To be honest I do not things are currently in any danger of going as far as Jim suspects though. Right now our system of checks and balances is sufficient to prevent that.

A lot of people will say I'm "off the deep end" or "trolling" or whatever else, but I'd remind people that the odds of the police ever busting in and arresting someone as a felon for streaming a video game for a charity event are minimal. This is because of one of our most important rights, the right to keep and bear arms. The point here is that the people aren't entirely defenseless against the police and authorities. Getting away from all the other ways that this influances things, as it applies here is the bottom line that to go and enforce a law and arrest someone the guy at the bottom of the totem pole, Joe cop, has to agree it's worth potentially getting his head blown off to enforce a law, which is always a chance no matter what advantages we give him as long as the populance is armed. A lot of very stupid "pet" laws by politicians are curtailed by this kind of thing and it's been a HUGE deterrant towards the US becoming a police state when laws even worse than the one Jim is talking about have successfully passed, especially on a state and local level. Basically if YOU were a cop, would YOU go and kick open someone's door and risk taking a bullet in the head from someone who doesn't want to go to jail or have their life ruined, over something stupid like a video game and EA's IP rights? No, you probably wouldn't. That means that it would become one of those laws that might be on the books, but nobody enforces directly (the kind of thing that becomes "blue law" before it expires) because nobody doing this job is going to value the "paper rights" of big business more than their own lives. People do not really "get" all the ways our right to be armed benefits us, and why it's so important we protect it from guys like Obama who seek to limit it. The costs of gun violence, even in surges, are vastly outweight by the cost if this fear went away and there wasn't much keeping cops from enforcing any petty law someone wants to pass, I mean without the fear some otherwise law abiding citizen (as opposed to a hardened criminal) might defend themselves, some cop is going to value their paycheck more than your livelyhood or freedom. "Just following orders" is easier to use as an excuse when it becomes the path of least resistance.

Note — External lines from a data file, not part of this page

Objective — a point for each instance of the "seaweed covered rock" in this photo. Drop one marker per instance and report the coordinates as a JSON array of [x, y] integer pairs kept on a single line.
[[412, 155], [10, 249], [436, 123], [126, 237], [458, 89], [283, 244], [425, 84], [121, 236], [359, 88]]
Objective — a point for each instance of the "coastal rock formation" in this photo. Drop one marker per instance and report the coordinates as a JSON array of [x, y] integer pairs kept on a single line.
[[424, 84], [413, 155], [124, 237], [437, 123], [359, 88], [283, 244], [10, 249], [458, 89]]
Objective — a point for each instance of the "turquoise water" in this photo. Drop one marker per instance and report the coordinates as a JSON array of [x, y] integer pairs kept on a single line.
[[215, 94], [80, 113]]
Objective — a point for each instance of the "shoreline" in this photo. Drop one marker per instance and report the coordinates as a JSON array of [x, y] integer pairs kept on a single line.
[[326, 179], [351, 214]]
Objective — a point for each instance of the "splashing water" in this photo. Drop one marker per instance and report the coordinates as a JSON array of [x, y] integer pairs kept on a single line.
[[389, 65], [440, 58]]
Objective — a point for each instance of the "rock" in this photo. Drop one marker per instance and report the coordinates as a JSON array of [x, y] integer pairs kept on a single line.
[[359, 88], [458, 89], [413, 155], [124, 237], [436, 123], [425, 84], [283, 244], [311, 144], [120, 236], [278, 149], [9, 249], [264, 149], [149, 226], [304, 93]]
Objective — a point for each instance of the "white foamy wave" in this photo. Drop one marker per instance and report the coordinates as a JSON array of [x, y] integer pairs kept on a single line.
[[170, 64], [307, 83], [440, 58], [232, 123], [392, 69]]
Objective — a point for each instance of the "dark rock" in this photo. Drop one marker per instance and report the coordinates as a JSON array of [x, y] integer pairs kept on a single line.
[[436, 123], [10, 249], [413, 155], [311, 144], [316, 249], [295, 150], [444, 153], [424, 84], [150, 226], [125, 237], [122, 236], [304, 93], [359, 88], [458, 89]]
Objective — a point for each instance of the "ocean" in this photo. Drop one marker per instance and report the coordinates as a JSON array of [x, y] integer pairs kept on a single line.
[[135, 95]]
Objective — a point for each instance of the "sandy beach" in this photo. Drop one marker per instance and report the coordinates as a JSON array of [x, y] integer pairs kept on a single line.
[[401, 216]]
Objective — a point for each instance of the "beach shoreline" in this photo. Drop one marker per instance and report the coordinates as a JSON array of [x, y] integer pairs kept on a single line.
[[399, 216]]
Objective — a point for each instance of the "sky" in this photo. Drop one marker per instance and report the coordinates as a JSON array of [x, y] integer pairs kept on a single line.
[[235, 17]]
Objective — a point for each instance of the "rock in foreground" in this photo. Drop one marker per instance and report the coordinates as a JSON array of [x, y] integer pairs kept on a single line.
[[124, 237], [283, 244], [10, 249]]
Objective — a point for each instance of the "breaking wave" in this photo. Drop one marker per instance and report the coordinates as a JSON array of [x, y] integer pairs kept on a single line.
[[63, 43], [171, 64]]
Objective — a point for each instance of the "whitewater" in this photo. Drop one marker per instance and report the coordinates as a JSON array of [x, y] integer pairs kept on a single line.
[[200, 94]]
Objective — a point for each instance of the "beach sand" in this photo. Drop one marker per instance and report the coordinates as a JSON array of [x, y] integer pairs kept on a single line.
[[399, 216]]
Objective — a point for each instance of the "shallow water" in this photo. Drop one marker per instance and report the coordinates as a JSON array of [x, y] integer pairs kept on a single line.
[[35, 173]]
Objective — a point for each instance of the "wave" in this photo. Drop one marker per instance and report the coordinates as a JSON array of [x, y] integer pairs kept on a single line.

That said, for those that got past that paragraph (I know what sentiments are like here), the odds of this paticular law even going that far are slim. Jim's fear of being arrested for streaming doesn't seem paticularly valid under any circumstances, it's more likely the people providing the services you need to stream will be the ones jackbooted and it will never trickle down to the everyman. Sheer intimidation and the possibility of arrest will do the work for the laws after the first few examples should this pass and be enforced.

This is definatly something to be concerned about, but honestly I'm not entirely sure what can be done about it at our level, unless someon at our level is arrested and actually manages to fight a series of appeals up to the supreme court, where I don't think it would hold weight. With the money involved this doesn't seem like the kind of situation politicians are likely to listen to what is a pretty small minority of people overall.

But yeah, I could see this nailing a lot of industry critics like Jim, or me for that matter (and people don't even like me), and what little watchdogging we see as it is going away.